VAT – Commission tackles Germany over taxation of supplies of services by executors of wills
European Commission - IP/06/39 16/01/2006
Brussels, 16 January 2006
The European Commission has decided to send Germany a formal request to change its laws and resulting administrative practices regarding the place of taxation of the services provided by executors of wills. German law treats the place of taxation of such services as that from which the executors provide their services. The Commission considers that these services are similar to the services provided by lawyers and therefore that the place of taxation should, under the European Community VAT rules, be the place of residence or establishment of the customer. Germany's interpretation may lead to cases of double taxation. The Commission's request is in the form of a Reasoned Opinion, the second stage of the infringement procedure under Article 226 of the EC Treaty. In the absence of a satisfactory amendment to the German tax rules within two months of receipt of the reasoned opinion, the Commission may refer the matter to the Court of Justice.
According to Article 9 of the Sixth VAT Directive (77/388/EEC), services are normally deemed to be supplied, and therefore taxed, in the country where the supplier runs his business or has a permanent establishment. However, there are several exceptions to this main rule including for intangible services such as services of lawyers and other similar services. The place where such intangible services are deemed to be supplied and taxed varies according to the place of residence or establishment of the customer and according to the status of the person to whom the service is rendered, but the main rule is that supplies of intangible services take place in the country of the recipient of the services.
Under the administrative instructions of the German tax authorities, an executor's services are deemed always to have been at the place from which he exercises his activity. It follows that Germany deems lawyers, tax consultants and auditors who act as executors to provide such services at their place of business rather than at the place of the recipient of the services. The German authorities argue that an executor's activity is not as a rule an advisory service of the kind provided by lawyers.
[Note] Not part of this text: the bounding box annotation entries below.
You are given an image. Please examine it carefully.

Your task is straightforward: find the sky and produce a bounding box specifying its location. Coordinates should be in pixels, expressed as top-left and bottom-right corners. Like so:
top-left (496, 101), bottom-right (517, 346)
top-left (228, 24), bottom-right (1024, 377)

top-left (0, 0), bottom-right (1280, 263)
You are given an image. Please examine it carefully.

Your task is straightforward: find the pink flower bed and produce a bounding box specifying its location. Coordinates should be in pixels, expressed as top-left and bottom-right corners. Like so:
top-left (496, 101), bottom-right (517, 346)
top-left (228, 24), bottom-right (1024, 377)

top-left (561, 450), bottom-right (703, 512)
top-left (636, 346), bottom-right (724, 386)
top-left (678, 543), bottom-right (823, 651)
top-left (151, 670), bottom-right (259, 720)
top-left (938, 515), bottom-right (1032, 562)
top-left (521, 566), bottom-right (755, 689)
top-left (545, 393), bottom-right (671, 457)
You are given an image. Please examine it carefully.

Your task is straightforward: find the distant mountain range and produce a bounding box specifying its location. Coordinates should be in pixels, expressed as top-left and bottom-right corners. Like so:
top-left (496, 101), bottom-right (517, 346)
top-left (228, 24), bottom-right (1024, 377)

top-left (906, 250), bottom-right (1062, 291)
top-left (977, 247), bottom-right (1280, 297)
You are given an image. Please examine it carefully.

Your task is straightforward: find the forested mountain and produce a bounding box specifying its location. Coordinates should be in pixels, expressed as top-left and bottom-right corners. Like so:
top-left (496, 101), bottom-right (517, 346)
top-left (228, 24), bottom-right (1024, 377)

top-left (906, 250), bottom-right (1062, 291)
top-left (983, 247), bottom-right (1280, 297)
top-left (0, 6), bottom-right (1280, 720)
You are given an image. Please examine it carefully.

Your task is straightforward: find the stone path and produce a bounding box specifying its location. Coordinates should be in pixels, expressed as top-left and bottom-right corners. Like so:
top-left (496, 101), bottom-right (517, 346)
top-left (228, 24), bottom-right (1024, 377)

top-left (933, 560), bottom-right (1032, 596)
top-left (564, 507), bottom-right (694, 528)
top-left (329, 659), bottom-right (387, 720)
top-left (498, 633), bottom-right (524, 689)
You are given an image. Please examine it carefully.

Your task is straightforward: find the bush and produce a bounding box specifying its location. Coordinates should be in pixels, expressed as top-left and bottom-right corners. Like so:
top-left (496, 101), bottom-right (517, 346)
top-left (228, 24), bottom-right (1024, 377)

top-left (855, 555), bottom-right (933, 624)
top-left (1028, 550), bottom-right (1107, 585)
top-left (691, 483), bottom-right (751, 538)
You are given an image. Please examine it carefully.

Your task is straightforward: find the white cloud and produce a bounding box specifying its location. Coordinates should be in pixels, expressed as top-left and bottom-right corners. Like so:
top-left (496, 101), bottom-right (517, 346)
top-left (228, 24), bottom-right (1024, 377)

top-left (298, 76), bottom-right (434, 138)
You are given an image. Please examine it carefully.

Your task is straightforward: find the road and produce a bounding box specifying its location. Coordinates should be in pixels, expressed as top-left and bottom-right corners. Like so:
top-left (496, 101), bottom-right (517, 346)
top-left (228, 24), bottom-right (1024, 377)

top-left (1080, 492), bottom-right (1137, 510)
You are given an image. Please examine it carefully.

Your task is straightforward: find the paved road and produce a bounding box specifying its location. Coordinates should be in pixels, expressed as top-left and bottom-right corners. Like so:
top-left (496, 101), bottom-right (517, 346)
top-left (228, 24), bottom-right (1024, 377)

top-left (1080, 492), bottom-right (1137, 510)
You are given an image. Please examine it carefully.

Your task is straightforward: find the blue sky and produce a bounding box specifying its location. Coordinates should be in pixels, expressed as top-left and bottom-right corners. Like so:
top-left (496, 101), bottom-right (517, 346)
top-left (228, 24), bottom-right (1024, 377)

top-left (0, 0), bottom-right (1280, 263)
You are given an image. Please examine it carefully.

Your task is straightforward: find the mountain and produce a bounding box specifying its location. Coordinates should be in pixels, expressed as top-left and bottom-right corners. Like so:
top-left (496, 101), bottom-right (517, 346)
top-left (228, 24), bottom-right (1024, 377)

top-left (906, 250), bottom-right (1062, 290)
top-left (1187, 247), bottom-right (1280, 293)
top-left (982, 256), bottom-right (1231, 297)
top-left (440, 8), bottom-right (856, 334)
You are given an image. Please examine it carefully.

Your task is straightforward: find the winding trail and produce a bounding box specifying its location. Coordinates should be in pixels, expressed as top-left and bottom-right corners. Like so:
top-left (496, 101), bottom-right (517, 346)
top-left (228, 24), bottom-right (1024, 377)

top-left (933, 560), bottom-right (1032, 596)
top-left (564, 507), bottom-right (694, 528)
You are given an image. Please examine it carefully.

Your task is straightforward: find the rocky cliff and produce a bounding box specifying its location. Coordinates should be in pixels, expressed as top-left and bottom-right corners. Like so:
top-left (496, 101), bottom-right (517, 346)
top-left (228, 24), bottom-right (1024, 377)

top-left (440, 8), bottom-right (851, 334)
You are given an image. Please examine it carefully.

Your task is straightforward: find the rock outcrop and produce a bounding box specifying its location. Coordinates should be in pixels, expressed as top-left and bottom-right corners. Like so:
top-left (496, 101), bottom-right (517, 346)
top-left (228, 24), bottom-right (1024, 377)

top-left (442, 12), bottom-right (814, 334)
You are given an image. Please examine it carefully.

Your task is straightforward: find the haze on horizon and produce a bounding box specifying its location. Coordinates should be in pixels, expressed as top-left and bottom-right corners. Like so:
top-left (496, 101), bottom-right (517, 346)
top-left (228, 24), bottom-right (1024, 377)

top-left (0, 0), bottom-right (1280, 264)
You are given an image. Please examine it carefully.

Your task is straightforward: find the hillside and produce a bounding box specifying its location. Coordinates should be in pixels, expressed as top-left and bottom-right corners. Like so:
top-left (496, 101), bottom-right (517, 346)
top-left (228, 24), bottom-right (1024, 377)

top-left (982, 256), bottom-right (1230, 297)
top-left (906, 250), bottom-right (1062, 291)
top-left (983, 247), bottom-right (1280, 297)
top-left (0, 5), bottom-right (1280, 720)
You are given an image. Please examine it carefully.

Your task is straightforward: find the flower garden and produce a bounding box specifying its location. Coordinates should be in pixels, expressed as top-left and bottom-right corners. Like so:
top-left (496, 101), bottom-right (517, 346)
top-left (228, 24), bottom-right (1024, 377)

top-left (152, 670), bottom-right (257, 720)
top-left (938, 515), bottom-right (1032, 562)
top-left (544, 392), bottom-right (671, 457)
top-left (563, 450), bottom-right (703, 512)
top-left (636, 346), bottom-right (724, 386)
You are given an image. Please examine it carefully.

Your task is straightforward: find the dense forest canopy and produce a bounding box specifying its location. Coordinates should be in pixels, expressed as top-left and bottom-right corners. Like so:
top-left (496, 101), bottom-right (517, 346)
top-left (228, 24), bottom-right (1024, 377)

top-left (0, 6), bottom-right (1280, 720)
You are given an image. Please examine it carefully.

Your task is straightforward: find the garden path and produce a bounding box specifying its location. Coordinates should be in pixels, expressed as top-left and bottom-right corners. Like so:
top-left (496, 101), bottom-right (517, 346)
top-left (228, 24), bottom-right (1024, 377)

Moreover, they claim that the services of a lawyer and those of an executor serve different purposes.
The Commission considers the practice of the German tax authorities to be
inconsistent with Article 9 of the Sixth VAT Directive and not in the line with
the interpretation by other Member States. It considers that an executor's
activities do, in fact, belong among those habitually and principally exercised
by a lawyer. The determining factor is the nature of the service. Furthermore,
the Commission takes the view that an executor's activity is at any rate similar
to that of a lawyer. Both serve the same purpose, namely presenting and
defending the interests of a person.